# Real Spectral Theorem

Aug-Nov 2020

## Recap

• Vector space $V$ over a scalar field $F$
• $F$: real field $\mathbb{R}$ or complex field $\mathbb{C}$ in this course
• $m\times n$ matrix A represents a linear map $T:F^n\to F^m$
• dim null $T+$ dim range $T=$ dim $V$
• Solution to $Ax=b$ (if it exists): $u+$ null$(A)$
• Four fundamental subspaces of a matrix
• Column space, row space, null space, left null space
• Eigenvalue $\lambda$ and Eigenvector $v$: $Tv=\lambda v$
• There is a basis w.r.t. which a linear map is upper-triangular
• If there is a basis of eigenvectors, linear map is diagonal w.r.t. it
• Inner products, norms, orthogonality and orthonormal basis
• There is an orthonormal basis w.r.t. which a linear map is upper-triangular
• Orthogonal projection: distance from a subspace
• Adjoint of a linear map: $\langle Tv,w\rangle=\langle v,T^*w\rangle$
• null $T=$ $($range $T^*)^{\perp}$
• Self-adjoint: $T=T^*$, Normal: $TT^*=T^*T$
• Eigenvectors corresponding to different eigenvalues are orthogonal
• Complex spectral theorem: $T$ is normal $\leftrightarrow$ orthonormal basis of eigenvectors

## Real vs complex vector spaces

Concept Real Complex
Linear maps - -
Fundamental spaces rowspace $=$ $($null$)^{\perp}$ Need not hold
Eigenvalues Need not be real At least one complex exists
Inner product Dot product Conjugate dot product

Example ($A$: $n\times n$ real matrix with real eigenvalue $\lambda$)
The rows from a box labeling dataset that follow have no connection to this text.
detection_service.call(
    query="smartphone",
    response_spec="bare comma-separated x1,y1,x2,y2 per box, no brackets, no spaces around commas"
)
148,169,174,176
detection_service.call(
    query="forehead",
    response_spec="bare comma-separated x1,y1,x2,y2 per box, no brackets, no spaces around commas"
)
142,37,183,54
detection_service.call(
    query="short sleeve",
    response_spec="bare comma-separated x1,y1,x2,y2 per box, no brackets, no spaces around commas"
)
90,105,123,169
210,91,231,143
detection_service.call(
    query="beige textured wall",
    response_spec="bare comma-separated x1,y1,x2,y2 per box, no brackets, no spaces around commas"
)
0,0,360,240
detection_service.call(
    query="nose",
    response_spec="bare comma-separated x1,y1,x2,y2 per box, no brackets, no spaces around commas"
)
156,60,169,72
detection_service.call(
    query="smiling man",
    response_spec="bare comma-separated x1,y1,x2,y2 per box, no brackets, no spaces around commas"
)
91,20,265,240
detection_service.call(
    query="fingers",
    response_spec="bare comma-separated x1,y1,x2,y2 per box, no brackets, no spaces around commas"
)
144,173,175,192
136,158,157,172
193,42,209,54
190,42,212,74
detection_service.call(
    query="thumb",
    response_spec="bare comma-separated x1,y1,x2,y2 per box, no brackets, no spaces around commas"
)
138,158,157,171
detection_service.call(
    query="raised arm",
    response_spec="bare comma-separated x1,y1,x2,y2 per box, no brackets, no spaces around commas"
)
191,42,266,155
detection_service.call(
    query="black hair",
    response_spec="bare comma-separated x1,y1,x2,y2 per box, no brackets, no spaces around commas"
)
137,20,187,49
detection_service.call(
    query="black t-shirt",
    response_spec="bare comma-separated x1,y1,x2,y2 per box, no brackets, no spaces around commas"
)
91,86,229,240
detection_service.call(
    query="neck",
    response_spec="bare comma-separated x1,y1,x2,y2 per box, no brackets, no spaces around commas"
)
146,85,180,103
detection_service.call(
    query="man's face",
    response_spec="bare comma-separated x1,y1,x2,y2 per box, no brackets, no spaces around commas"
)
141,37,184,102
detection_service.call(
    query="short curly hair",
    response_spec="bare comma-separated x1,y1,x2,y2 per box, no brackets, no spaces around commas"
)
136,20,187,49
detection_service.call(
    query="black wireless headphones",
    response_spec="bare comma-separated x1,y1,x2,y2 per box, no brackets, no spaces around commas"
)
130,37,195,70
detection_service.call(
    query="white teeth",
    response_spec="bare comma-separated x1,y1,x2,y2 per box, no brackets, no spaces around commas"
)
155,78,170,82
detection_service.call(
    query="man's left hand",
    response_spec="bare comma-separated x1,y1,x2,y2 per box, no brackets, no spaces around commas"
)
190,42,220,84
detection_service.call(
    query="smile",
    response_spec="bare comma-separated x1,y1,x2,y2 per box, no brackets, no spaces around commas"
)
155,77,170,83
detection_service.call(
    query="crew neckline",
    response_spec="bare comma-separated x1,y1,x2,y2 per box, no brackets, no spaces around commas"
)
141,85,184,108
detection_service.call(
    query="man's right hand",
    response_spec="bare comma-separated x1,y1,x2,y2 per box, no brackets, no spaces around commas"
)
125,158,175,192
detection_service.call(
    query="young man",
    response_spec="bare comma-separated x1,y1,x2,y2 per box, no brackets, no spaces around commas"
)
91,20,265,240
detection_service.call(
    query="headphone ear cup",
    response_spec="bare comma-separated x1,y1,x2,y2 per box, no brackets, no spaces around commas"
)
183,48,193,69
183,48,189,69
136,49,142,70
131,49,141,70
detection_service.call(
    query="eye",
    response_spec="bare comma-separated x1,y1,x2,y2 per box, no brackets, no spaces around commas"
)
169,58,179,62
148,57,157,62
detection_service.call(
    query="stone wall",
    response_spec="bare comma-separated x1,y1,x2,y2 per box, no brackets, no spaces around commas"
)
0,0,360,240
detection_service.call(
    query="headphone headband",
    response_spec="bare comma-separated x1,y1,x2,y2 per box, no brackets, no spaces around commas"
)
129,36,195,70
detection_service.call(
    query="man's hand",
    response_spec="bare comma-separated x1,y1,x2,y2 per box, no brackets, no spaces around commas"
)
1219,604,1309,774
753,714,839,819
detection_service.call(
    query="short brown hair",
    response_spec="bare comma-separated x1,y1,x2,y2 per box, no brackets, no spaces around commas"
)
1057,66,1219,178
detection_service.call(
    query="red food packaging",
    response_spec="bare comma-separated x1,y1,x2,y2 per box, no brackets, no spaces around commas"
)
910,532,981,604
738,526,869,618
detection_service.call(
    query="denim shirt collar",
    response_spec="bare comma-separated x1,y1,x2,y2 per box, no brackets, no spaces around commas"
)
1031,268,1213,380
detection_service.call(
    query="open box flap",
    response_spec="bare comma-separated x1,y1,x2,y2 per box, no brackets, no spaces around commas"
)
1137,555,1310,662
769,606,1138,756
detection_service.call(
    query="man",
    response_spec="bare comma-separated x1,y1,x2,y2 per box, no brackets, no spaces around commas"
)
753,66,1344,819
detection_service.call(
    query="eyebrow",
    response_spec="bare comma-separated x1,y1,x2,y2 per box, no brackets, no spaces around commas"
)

Then, eigenvector $\in$ null$(A-\lambda I)$ and is real

$A=\begin{bmatrix} 0&1\\ -1&0 \end{bmatrix}$

$\lambda = i,-i$

Eigenvectors: $(i,1)$, $(-i,1)$

$V$: vector space over $\mathbb{R}$

$T:V\to V$, self-adjoint

Eigenvalues of $T$ are real

$A$: $n\times n$ matrix representing $T$

Roots of det$(A-\lambda I)$ have to be all real.

## Real Spectral Theorem

$V$: vector space over $\mathbb{R}$

$T:V\to V$, an operator

The following are equivalent:

1. $T$ is self-adjoint
2. $V$ has an orthonormal basis of eigenvectors of $T$
3. $T$ is diagonal w.r.t. an orthonormal basis

Proof

Clearly, (2) implies (3) and vice versa

Proof of (3) implies (1)

Let $D$ be the diagonal matrix representing $T$ w.r.t. an orthonormal basis

Diagonal values of $D$ are the real eigenvalues

So, conjugate-transpose of $D$ is equal to $D$, or $T$: self-adjoint

## Proof of real spectral theorem (continued)

Proof of (1) implies (3)

Let $\lambda$ be a real eigenvalue of $T$ with a real eigenvector $v$.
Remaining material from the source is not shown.